Et il ne t'inspire que de la haine, quand il te fait comprendre qu'il se fout bien de toi. Qu'il te dis que tu as toujours été, à ses yeux, ce que ta réputation dit. Et tu secoues la tête avant, dans un simple rictus. Dans un simple rire étouffé par son corps. Avant de reprendre. Avant de laisser de nouveau ton visage vagabondé sur son corps. Et il se prête au jeu. Goûte ta peau. Tu es surprise. Tu ne sais pas où il veut en venir. Mais ça a un goût de fin. Un atroce goût de fin. Alors tu fermes les yeux. Un peu plus. Un peu plus fort. Pour ne plus rien y voir. Pour ne pas que la lumière traverse tes paupières. Tu ne sais plus quel rôle jouer. Tu es juste perdue. Il t'as perdu. Il t'as amené au milieu de la forêt. T'as dit qu'il reviendrait. Et non. Tu es seule dans cette flore confuse, douteuse.
Et il te rejettes. La haine, le dédain.

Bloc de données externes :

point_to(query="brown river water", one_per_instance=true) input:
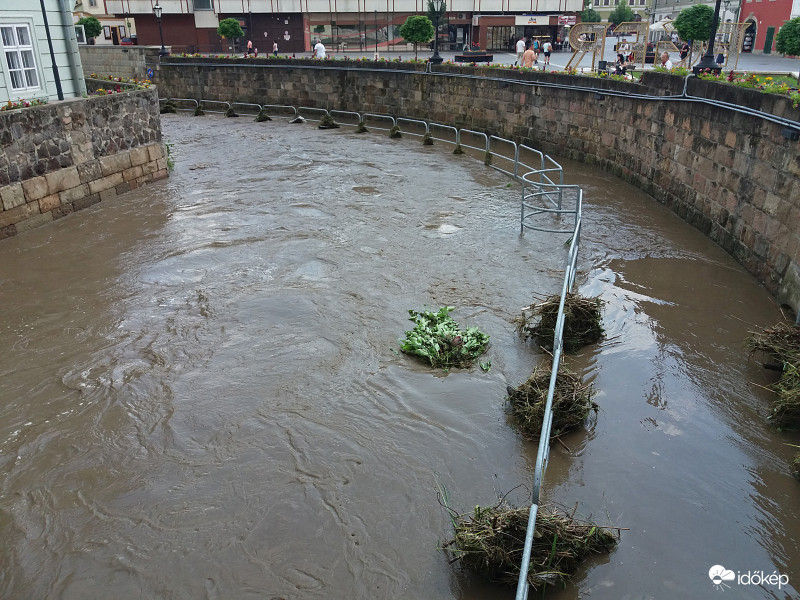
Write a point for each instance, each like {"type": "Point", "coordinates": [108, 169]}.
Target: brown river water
{"type": "Point", "coordinates": [201, 394]}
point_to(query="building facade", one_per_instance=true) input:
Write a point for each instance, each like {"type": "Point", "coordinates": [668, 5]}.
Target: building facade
{"type": "Point", "coordinates": [40, 52]}
{"type": "Point", "coordinates": [764, 17]}
{"type": "Point", "coordinates": [190, 25]}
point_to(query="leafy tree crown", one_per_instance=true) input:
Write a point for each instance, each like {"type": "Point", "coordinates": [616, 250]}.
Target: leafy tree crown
{"type": "Point", "coordinates": [229, 28]}
{"type": "Point", "coordinates": [788, 39]}
{"type": "Point", "coordinates": [91, 26]}
{"type": "Point", "coordinates": [417, 29]}
{"type": "Point", "coordinates": [694, 23]}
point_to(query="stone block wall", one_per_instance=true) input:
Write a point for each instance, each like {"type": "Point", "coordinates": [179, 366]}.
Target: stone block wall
{"type": "Point", "coordinates": [60, 158]}
{"type": "Point", "coordinates": [728, 172]}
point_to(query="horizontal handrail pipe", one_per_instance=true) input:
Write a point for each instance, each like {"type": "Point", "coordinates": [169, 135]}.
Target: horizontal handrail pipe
{"type": "Point", "coordinates": [414, 125]}
{"type": "Point", "coordinates": [438, 130]}
{"type": "Point", "coordinates": [372, 120]}
{"type": "Point", "coordinates": [346, 117]}
{"type": "Point", "coordinates": [467, 142]}
{"type": "Point", "coordinates": [312, 110]}
{"type": "Point", "coordinates": [186, 104]}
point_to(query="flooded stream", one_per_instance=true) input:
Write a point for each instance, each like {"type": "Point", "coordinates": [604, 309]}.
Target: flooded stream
{"type": "Point", "coordinates": [202, 394]}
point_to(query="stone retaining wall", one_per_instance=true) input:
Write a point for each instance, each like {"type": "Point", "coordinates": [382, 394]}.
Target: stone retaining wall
{"type": "Point", "coordinates": [731, 174]}
{"type": "Point", "coordinates": [63, 157]}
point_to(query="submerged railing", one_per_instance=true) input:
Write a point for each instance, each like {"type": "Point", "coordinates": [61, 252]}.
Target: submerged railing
{"type": "Point", "coordinates": [545, 203]}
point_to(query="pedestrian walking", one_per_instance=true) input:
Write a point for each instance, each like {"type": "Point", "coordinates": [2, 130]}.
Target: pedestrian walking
{"type": "Point", "coordinates": [520, 50]}
{"type": "Point", "coordinates": [547, 48]}
{"type": "Point", "coordinates": [528, 57]}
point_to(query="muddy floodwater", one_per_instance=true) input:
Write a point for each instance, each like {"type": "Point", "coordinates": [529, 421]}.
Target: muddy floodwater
{"type": "Point", "coordinates": [202, 394]}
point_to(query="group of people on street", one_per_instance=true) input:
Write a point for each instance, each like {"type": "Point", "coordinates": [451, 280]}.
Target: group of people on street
{"type": "Point", "coordinates": [254, 51]}
{"type": "Point", "coordinates": [528, 52]}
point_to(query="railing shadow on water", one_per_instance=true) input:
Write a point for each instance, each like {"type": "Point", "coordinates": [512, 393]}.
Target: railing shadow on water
{"type": "Point", "coordinates": [545, 203]}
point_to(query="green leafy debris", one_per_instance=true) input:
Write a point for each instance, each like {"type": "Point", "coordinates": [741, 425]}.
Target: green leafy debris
{"type": "Point", "coordinates": [437, 339]}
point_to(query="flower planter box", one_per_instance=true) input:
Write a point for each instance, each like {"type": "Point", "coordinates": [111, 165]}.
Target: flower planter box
{"type": "Point", "coordinates": [470, 56]}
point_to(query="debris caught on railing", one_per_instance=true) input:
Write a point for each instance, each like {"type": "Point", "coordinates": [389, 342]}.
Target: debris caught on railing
{"type": "Point", "coordinates": [572, 402]}
{"type": "Point", "coordinates": [490, 541]}
{"type": "Point", "coordinates": [438, 340]}
{"type": "Point", "coordinates": [781, 343]}
{"type": "Point", "coordinates": [582, 321]}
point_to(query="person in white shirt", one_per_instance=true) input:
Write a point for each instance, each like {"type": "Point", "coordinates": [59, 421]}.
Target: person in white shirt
{"type": "Point", "coordinates": [547, 48]}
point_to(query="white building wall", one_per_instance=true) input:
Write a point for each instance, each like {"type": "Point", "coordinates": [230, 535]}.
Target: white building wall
{"type": "Point", "coordinates": [346, 6]}
{"type": "Point", "coordinates": [65, 50]}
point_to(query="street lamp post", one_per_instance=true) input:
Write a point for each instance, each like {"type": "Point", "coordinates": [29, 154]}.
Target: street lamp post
{"type": "Point", "coordinates": [437, 7]}
{"type": "Point", "coordinates": [157, 10]}
{"type": "Point", "coordinates": [377, 55]}
{"type": "Point", "coordinates": [707, 63]}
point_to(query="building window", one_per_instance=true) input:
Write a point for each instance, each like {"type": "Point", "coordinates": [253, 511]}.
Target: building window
{"type": "Point", "coordinates": [20, 59]}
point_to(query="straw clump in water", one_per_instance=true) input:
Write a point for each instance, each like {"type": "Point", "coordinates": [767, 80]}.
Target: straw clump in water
{"type": "Point", "coordinates": [582, 321]}
{"type": "Point", "coordinates": [491, 541]}
{"type": "Point", "coordinates": [572, 402]}
{"type": "Point", "coordinates": [782, 344]}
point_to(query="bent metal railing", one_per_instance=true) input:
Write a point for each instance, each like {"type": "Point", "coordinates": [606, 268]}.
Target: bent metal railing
{"type": "Point", "coordinates": [545, 203]}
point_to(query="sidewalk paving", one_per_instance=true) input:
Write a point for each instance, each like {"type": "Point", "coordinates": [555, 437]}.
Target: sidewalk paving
{"type": "Point", "coordinates": [749, 62]}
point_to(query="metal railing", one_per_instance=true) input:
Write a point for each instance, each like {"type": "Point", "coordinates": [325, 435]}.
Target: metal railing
{"type": "Point", "coordinates": [543, 453]}
{"type": "Point", "coordinates": [544, 197]}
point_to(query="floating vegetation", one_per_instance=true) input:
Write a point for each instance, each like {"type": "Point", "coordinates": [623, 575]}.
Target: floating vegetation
{"type": "Point", "coordinates": [490, 542]}
{"type": "Point", "coordinates": [572, 402]}
{"type": "Point", "coordinates": [327, 122]}
{"type": "Point", "coordinates": [582, 321]}
{"type": "Point", "coordinates": [438, 340]}
{"type": "Point", "coordinates": [781, 343]}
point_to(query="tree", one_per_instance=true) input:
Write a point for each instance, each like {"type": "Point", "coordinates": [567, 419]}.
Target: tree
{"type": "Point", "coordinates": [589, 14]}
{"type": "Point", "coordinates": [91, 26]}
{"type": "Point", "coordinates": [230, 29]}
{"type": "Point", "coordinates": [788, 39]}
{"type": "Point", "coordinates": [417, 29]}
{"type": "Point", "coordinates": [621, 14]}
{"type": "Point", "coordinates": [694, 23]}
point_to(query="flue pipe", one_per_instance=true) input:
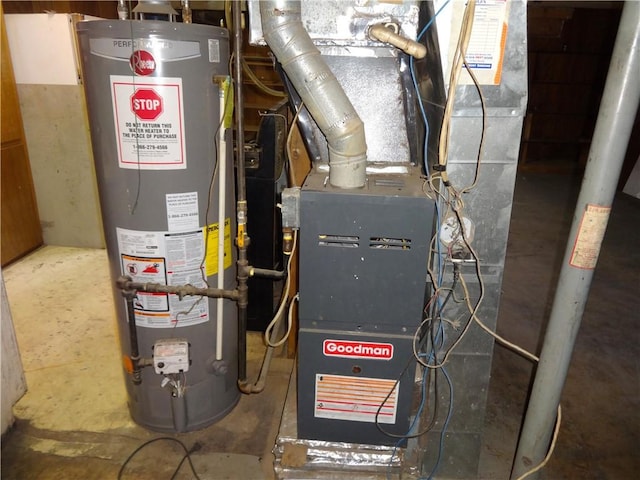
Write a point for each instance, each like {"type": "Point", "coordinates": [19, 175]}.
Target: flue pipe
{"type": "Point", "coordinates": [319, 89]}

Il n'aurait pas pu être plus odieux. Juste par ces mots chuchotés au creux de l'oreille. Te voilà détruite, sans force ni volonté. Te voilà détruite. Et dans un coin de ta tête, tu te dis que ça ne sert à rien de le vouloir, encore. Arrête. C'est ce que tu te dis. Arrête de le désiré. Arrête de l'aimer. Tu t'en veux. D'être tombée dans ce cercle étrange, dans ce jeu étrange, dans cette relation étrange. Si on te demandait si tu l'aime, tu répondrais nom, avec ce goût de mensonge dans ta bouche. Et pourtant tu serais persuadée. Que tu ne l'aime pas. Pas comme il le faudrait. Ou trop ou pas assez. Tu sais juste que tu ne l'aimes pas comme il le faudrait. Trop pour pouvoir y renoncer. Pas assez pour le retenir. Trop pour qu'il t'obsède. Pas assez pour le lui prouver, pour te montrer douce.
Ses mots ont sonnés comme une détonation. Une balle de révolver tirée contre ta tempe. Parce que tu crois ses mots. Tu y crois. Il y met tellement de conviction et de haine que tu ne peux qu'y croire. A ces mots qui font mal. Tu ne sais pas s'ils sont vrais ou non, si il ment ou dit la vérité. Tu t'en fous. Tu ne cherches même plus à savoir. Tu y crois. C'est tout. Tu crois à vous. Tu crois à toute cette haine qu'il te manifeste. Tu crois ce dégoût. Tu crois sans essayer de comprendre. L'idée qu'il veule encore abusé de ta crédulité ne t'effleure même pas l'esprit. Tu y crois.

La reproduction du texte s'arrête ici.